Whenever we do a story like this month’s cover package, “Great Places to Work,” we get a lot of questions about how we decide what to include. Then, after we publish, we tend to get another round of questions, which all pretty much boil down to: “Why didn’t you fools write about my [business, philanthropy, kiosk, et al.], which is the greatest thing since bacon?”
Well, to those that fall into the latter category: This is your lucky day. It just so happens that I am an expert on great places to work, mostly because I have worked in many, many places, and precious few of them have been great. Indeed, I’m like the McKinsey & Company of What Not To Do in the workplace. So, given my vast experience, I figured I’d offer some advice to business owners about how to avoid some common mistakes, the little things that keep an office from being an optimal work environment.
First, let’s talk personal boundaries. At one previous job, my manager decided, after many years of lethargy, to get into shape. Unfortunately, the reason everyone in the office knew that he had begun to exercise was because he would periodically call employees into his office and, as if in a scene from Anchorman, strip down to his undershirt so he could “show off the guns.” Lesson: Avoid hiring supervisors whose behavior may scar employees for life; also, avoid hiring anyone who uses the word “guns” to describe any body part, even if ironically.
Second, properly define workplace roles: Many years ago, I worked for a man who, during a meeting, announced that his boss had attained her position by, well, less-than-honorable means. Not surprisingly, this tidbit of news made the rounds, and the speed and efficiency with which my boss was fired would make a German train schedule seem haphazard and sloppy by comparison. Lesson: Be careful when you tell managers that they should communicate better with employees.
Lastly, with regard to office perks: Coffee and doughnuts are fine, but I would caution against providing other types of refreshments.
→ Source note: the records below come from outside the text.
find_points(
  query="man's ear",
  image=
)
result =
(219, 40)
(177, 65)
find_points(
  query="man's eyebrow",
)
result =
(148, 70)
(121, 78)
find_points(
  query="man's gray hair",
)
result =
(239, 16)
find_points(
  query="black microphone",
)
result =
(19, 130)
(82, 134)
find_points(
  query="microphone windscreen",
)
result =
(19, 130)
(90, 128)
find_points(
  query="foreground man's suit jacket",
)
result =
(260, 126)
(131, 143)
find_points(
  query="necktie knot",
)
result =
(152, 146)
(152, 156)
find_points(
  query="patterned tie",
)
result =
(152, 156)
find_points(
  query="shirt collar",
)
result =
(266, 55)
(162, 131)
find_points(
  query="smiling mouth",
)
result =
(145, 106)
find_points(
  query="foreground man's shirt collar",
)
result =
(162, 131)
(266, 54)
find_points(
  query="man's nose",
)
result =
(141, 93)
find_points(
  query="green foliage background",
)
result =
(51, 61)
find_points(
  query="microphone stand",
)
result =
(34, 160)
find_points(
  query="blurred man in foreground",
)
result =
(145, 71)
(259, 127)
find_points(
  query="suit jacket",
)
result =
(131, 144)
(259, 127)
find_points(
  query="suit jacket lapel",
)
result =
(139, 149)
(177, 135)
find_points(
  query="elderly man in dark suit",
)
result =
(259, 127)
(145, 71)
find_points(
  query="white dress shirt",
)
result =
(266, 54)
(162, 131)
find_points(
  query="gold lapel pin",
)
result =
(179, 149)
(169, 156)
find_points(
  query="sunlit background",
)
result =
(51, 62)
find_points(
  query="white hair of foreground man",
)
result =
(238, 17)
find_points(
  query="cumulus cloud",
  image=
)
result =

I once worked for a man who adamantly believed that there wasn’t a single business meeting that couldn’t be substantially improved by conducting it over shots of Jameson Irish Whiskey. He was often right, of course. And yet, when he was wrong, he was really, really wrong. Lesson: Hard alcohol and performance reviews do not mix.
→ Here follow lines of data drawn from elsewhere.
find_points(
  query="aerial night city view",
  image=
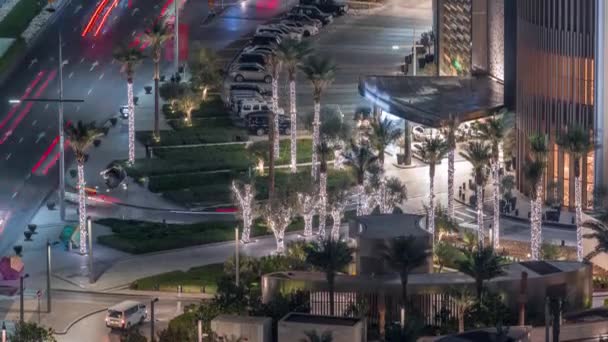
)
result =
(303, 170)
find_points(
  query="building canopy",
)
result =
(428, 100)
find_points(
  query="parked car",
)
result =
(304, 19)
(279, 31)
(255, 73)
(258, 58)
(257, 123)
(308, 29)
(126, 314)
(336, 7)
(314, 13)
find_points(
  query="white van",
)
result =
(126, 314)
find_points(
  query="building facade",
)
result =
(555, 90)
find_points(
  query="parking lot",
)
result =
(353, 40)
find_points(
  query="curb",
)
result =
(78, 319)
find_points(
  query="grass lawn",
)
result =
(138, 237)
(218, 191)
(172, 161)
(193, 280)
(19, 18)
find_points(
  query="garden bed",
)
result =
(139, 237)
(202, 279)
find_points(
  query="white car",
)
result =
(307, 29)
(126, 314)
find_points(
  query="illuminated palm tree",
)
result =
(292, 52)
(320, 71)
(384, 133)
(130, 58)
(274, 65)
(534, 171)
(577, 143)
(156, 37)
(432, 151)
(478, 154)
(449, 130)
(323, 150)
(80, 137)
(494, 131)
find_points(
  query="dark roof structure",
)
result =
(428, 100)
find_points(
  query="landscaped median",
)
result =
(138, 237)
(201, 279)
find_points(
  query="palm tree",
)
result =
(331, 256)
(402, 255)
(534, 171)
(600, 233)
(449, 130)
(493, 131)
(130, 58)
(156, 37)
(481, 264)
(432, 151)
(313, 336)
(464, 300)
(578, 144)
(384, 133)
(292, 52)
(80, 137)
(186, 103)
(323, 150)
(320, 71)
(478, 154)
(360, 159)
(274, 65)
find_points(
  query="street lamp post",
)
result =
(48, 276)
(21, 311)
(152, 318)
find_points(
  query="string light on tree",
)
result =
(244, 196)
(307, 205)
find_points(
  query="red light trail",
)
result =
(93, 18)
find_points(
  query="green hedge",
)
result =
(19, 18)
(138, 237)
(192, 280)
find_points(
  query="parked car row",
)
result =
(252, 102)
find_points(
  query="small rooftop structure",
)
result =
(294, 326)
(372, 232)
(428, 100)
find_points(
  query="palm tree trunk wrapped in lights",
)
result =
(320, 71)
(432, 150)
(275, 109)
(577, 142)
(578, 216)
(291, 53)
(337, 212)
(322, 202)
(278, 214)
(130, 58)
(81, 137)
(307, 205)
(293, 129)
(244, 196)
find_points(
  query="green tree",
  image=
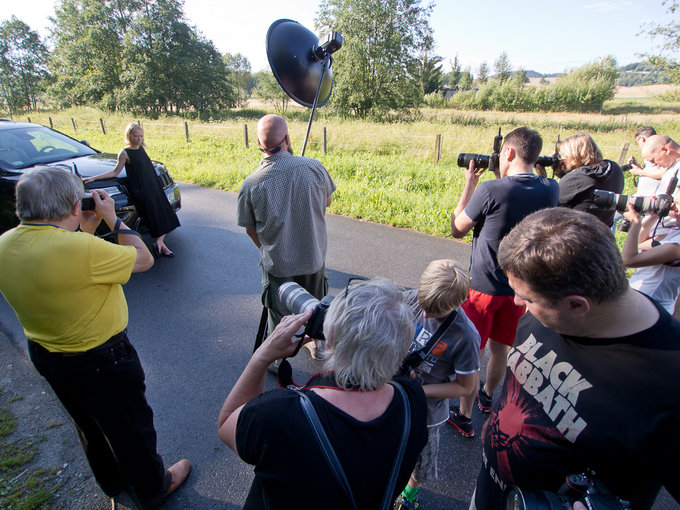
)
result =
(168, 65)
(269, 90)
(431, 75)
(377, 68)
(86, 60)
(502, 67)
(667, 56)
(23, 65)
(241, 76)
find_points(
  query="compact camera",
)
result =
(297, 300)
(583, 487)
(87, 202)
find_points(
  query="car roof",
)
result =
(10, 124)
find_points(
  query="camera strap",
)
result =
(332, 458)
(414, 359)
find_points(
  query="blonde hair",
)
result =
(443, 287)
(129, 129)
(579, 150)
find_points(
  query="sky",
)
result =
(547, 36)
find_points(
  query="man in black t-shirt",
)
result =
(592, 378)
(492, 209)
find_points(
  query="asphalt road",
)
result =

Of course, I should note that there are also some important things I’ve learned in my current job, the most obvious of which is that I work with some of the smartest and most talented people I’ve ever known. But you don’t have to take my word for it. Late last year, at the Minnesota Magazine & Publications Association’s annual excellence awards, Minnesota Monthly received 16 awards, including top honors for best feature article, best single cover, best use of illustrations, best overall design, and overall excellence. (You can check out all the winners on our website, mnmo.com.) These accolades are a testament to the skill and dedication of the entire staff, all of whom make my job easier and more fun than it has any right to be.